FNB household and property sector strategist John Loos said the slowdown showed the lagged impact of residential demand that has been slowing for some time.
“Examining the monthly statistics, the index for December 2016 saw its year on year growth rate reach a lowly 1.3% from a November rate of 1.9%.
This represents the eighth consecutive month of slowing year on year price growth, and is the slowest year on year rate of increase since 2011,” Loos said. He said when adjusted for consumer price inflation (CPI), based on the first 11 months of 2016 (December CPI data is not yet available), it would appear that last year experienced a small “correction” in average house prices with a 1.2% real decline.
He said last year represented the second consecutive year of annual average slowing in house price growth and by the end of the year the monthly price growth figures had become weak.

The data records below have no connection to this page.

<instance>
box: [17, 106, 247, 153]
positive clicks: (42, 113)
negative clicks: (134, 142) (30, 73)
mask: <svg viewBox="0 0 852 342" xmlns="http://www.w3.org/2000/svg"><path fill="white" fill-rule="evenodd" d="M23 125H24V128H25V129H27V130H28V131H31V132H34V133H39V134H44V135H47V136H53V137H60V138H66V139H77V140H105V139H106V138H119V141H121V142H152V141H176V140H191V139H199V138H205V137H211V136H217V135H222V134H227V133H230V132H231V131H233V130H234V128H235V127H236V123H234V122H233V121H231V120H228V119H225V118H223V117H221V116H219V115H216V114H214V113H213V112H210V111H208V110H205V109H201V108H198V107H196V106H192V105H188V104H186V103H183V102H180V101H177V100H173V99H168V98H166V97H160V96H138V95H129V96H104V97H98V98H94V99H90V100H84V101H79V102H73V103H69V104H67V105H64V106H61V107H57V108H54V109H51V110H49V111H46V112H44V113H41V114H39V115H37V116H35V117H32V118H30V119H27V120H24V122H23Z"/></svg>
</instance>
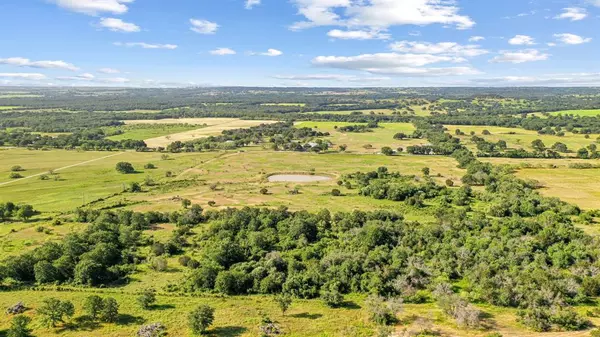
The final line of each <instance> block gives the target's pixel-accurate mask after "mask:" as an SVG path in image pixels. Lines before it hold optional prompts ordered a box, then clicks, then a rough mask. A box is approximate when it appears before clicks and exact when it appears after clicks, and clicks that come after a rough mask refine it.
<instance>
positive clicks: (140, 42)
mask: <svg viewBox="0 0 600 337" xmlns="http://www.w3.org/2000/svg"><path fill="white" fill-rule="evenodd" d="M114 45H115V46H120V47H141V48H144V49H170V50H173V49H177V45H175V44H153V43H145V42H126V43H123V42H115V43H114Z"/></svg>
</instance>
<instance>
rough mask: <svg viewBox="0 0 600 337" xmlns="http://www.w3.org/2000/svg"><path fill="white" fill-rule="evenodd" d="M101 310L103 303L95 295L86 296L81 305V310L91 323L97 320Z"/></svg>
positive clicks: (103, 308)
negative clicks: (82, 306)
mask: <svg viewBox="0 0 600 337" xmlns="http://www.w3.org/2000/svg"><path fill="white" fill-rule="evenodd" d="M103 309H104V301H103V300H102V298H101V297H100V296H97V295H92V296H88V297H87V298H86V299H85V302H84V304H83V310H84V311H85V313H86V314H87V315H88V316H90V318H91V319H92V320H93V321H95V320H97V319H98V317H99V316H100V313H101V312H102V310H103Z"/></svg>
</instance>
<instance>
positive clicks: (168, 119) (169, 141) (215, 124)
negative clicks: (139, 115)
mask: <svg viewBox="0 0 600 337" xmlns="http://www.w3.org/2000/svg"><path fill="white" fill-rule="evenodd" d="M125 123H126V124H130V125H135V124H181V123H184V124H190V125H203V126H204V127H203V128H196V129H193V130H190V131H185V132H179V133H173V134H170V135H164V136H160V137H154V138H148V139H144V141H145V142H146V144H147V145H148V147H151V148H156V147H160V146H162V147H166V146H167V145H169V144H171V143H173V142H175V141H182V142H184V141H189V140H194V139H197V138H204V137H208V136H217V135H220V134H221V133H222V132H223V131H224V130H233V129H240V128H248V127H251V126H257V125H260V124H265V123H275V122H274V121H256V120H241V119H237V118H182V119H160V120H132V121H125Z"/></svg>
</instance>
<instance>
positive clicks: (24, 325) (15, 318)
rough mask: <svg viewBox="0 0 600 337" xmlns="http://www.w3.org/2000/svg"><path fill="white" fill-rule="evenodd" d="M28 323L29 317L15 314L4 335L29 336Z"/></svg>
mask: <svg viewBox="0 0 600 337" xmlns="http://www.w3.org/2000/svg"><path fill="white" fill-rule="evenodd" d="M29 323H31V318H29V317H27V316H22V315H19V316H15V317H14V318H13V319H12V321H11V322H10V328H9V329H8V332H7V333H6V337H29V336H31V330H29V327H28V326H29Z"/></svg>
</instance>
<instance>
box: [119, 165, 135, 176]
mask: <svg viewBox="0 0 600 337" xmlns="http://www.w3.org/2000/svg"><path fill="white" fill-rule="evenodd" d="M115 169H116V170H117V172H119V173H122V174H130V173H134V172H135V169H134V168H133V165H131V163H127V162H120V163H117V165H116V167H115Z"/></svg>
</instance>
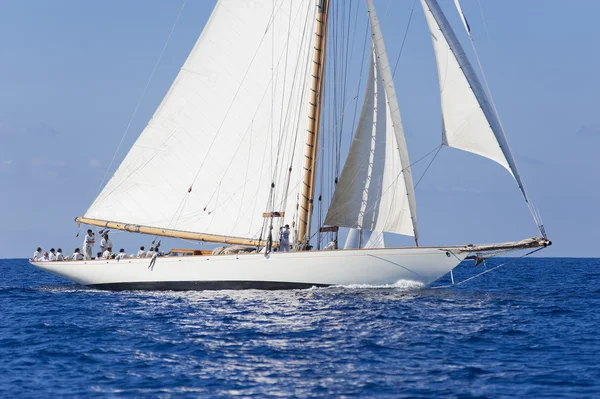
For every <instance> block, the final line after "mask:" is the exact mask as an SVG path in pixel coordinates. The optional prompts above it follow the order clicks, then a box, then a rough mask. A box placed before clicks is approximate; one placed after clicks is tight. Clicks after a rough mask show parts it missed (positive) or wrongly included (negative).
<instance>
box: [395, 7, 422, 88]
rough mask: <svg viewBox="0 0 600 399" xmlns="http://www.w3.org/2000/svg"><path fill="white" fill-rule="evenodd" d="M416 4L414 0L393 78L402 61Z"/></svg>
mask: <svg viewBox="0 0 600 399" xmlns="http://www.w3.org/2000/svg"><path fill="white" fill-rule="evenodd" d="M415 4H417V0H413V5H412V8H411V9H410V14H409V16H408V23H407V24H406V30H405V31H404V37H403V38H402V44H401V45H400V52H399V53H398V58H396V64H395V65H394V71H393V72H392V78H393V77H394V76H396V69H397V68H398V63H399V62H400V57H401V56H402V51H403V50H404V44H406V37H407V36H408V30H409V29H410V23H411V21H412V16H413V13H414V11H415Z"/></svg>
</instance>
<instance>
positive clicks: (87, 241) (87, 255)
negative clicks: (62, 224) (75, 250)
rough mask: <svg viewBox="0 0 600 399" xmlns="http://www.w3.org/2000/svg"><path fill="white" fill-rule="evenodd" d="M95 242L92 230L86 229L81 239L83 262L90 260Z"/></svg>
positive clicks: (93, 235)
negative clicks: (82, 244) (87, 229)
mask: <svg viewBox="0 0 600 399" xmlns="http://www.w3.org/2000/svg"><path fill="white" fill-rule="evenodd" d="M95 242H96V238H95V237H94V232H93V231H92V229H88V233H87V234H86V235H85V238H84V239H83V257H84V259H85V260H90V259H92V251H93V250H94V243H95Z"/></svg>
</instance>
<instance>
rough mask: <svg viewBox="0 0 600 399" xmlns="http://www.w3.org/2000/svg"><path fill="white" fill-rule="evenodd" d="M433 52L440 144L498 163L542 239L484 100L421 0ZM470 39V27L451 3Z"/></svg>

Samuel Seeff, chairperson of the Seeff Property group, said: “Slower sales, stalling house prices, rising consumer debt and affordability challenges will dominate the housing market in 2017.”
But he said he was keeping his outlook for the market into the early part of next year as stable. “This year the market has shifted from a sellers to a buyers market.
Price growth has dropped notably, save for the Cape which has remained the star performer, but even there, the market and prices are now slowing,” he said.
“We expect 2017 to be a challenging year with an underlying current of drastic fiscal consolidation, rising taxes and costs, higher inflation and growing pressure on home owners and buyers.”
Eloisé de Stefanis, a Gauteng regional manager for Seeff, said the impact of a slower economy took its toll, demand for rental properties in Gauteng increased during the last quarter.
She said that the high cost of living and job losses could have contributed to consumers looking for cheaper accommodation and opting to rent rather than buy.